Por ejemplo, la última innovación en materia de transporte público: el
metropolitano. Gran invento, sí señor. Gran ocurrencia ésta, que no es novedosa
y es posible que hasta renacida de las cenizas de aquel antiguo tranvía que
surcaba la capital y una buena parte de pueblos adyacentes, lo que ahora viene
a denominarse área metropolitana. Pero tampoco es único en España, ni mucho
menos en Europa, lo que ocurre es que estaba por ver si Granada subía de
categoría cuando ese atractivo artilugio eléctrico con forma de supositorio iba
a suponer un antes y un después en cuanto a los caóticos desplazamientos a
distintas partes de la ciudad y a los pueblos adyacentes más cercanos y poblados.

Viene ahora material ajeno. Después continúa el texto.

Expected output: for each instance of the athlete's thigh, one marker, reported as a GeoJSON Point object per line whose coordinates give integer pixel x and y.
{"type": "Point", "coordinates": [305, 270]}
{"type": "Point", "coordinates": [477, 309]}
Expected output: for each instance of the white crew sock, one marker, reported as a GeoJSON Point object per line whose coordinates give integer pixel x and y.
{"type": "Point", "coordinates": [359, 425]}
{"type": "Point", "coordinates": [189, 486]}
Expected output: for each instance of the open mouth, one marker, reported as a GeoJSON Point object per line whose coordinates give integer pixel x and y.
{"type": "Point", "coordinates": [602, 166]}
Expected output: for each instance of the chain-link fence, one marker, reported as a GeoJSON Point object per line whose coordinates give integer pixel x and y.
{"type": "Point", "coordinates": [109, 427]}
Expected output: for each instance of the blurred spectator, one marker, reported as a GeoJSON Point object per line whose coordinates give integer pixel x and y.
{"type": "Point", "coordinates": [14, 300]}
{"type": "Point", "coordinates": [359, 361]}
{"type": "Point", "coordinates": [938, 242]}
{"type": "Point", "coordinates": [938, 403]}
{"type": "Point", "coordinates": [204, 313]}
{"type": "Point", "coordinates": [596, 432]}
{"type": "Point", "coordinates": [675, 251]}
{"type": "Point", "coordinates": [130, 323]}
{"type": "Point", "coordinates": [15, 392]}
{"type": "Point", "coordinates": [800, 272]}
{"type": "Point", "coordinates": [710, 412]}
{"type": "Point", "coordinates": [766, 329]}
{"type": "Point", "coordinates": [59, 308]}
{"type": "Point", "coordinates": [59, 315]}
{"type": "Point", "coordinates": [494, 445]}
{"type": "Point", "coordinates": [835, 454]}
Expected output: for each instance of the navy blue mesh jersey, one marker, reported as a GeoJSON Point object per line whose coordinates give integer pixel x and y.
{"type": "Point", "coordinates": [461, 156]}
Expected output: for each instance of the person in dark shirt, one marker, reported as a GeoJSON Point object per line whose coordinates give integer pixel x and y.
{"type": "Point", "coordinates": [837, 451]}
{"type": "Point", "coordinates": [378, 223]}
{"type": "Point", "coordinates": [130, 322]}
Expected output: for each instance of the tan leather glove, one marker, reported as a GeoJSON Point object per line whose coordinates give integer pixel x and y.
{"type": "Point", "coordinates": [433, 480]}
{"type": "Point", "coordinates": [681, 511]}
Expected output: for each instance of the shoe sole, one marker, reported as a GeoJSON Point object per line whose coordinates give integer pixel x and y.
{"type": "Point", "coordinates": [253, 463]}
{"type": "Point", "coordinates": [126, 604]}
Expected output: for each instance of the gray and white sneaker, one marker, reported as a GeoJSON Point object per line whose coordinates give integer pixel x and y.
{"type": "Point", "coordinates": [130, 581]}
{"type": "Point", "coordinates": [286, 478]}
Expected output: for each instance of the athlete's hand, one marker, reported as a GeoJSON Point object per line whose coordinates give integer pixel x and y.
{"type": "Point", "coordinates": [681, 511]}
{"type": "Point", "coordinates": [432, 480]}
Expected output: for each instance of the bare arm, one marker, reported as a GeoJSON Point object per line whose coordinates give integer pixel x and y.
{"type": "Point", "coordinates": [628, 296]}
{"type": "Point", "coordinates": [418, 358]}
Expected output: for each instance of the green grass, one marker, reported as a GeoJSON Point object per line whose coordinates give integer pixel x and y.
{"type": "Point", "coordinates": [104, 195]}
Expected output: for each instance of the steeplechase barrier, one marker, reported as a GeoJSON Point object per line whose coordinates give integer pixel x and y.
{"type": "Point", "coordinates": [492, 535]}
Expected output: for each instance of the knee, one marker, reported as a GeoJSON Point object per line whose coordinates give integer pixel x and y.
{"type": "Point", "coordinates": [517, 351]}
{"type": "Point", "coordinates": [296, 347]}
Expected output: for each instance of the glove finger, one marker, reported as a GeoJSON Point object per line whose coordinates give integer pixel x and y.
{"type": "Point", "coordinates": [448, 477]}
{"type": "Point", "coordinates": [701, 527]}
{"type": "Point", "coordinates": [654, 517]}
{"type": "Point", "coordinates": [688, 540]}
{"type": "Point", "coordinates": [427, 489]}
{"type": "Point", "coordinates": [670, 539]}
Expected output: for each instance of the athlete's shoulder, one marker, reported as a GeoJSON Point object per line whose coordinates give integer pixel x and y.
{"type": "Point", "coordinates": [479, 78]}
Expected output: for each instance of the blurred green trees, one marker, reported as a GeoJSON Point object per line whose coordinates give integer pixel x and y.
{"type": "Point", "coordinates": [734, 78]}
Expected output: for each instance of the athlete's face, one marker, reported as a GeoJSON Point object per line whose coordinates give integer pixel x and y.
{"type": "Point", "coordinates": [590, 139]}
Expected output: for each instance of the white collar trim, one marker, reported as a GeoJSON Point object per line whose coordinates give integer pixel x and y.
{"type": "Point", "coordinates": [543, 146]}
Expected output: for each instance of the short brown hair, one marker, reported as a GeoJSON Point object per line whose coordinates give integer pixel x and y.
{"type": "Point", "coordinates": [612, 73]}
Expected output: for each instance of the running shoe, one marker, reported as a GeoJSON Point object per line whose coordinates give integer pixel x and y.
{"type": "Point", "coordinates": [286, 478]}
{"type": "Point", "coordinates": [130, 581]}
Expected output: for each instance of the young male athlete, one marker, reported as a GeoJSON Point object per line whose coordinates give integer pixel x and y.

Comprobar si con ese transporte rápido, ligero, sostenible, no contaminante y
no demasiado ruidoso se podría solucionar el caótico tráfico de la ciudad y la
circunvalación. Esto último, lo del tráfico, aún está por ver, ya digo, pero si
está ya confirmado y demostrado que la ciudad y los pueblos a los que llega
-solo a tres aún- han subido de categoría y la posibilidad de desplazarse
sensatamente y sin agobios a distintos lugares de la ciudad ha mejorado
exponencialmente. Lo pensaba el otro día mientras hacia un trayecto largo y mis
asombrados ojos creían estar viendo pasar las calles, plazas y edificios que
suelo ver cuando he viajado por Europa. Eso fue emocionante. Pero lo fue mucho
más comprobar que llegaba fácil y rápidamente a lugares a los que ni siquiera
me planteaba ir en autobús y mucho menos con coche particular.
Y todo esto lo
digo aquí, porque como somos una ciudad que llora, no he localizado apenas loas
a esta magnífica idea, que no ha hecho más que comenzar y que con sus
desaciertos y errores va a ir mejorando la calidad en los desplazamientos de
miles de ciudadanos y es posible que hasta transformar la forma de viajar tan
torticera que tenemos en esta ciudad. Dicho queda.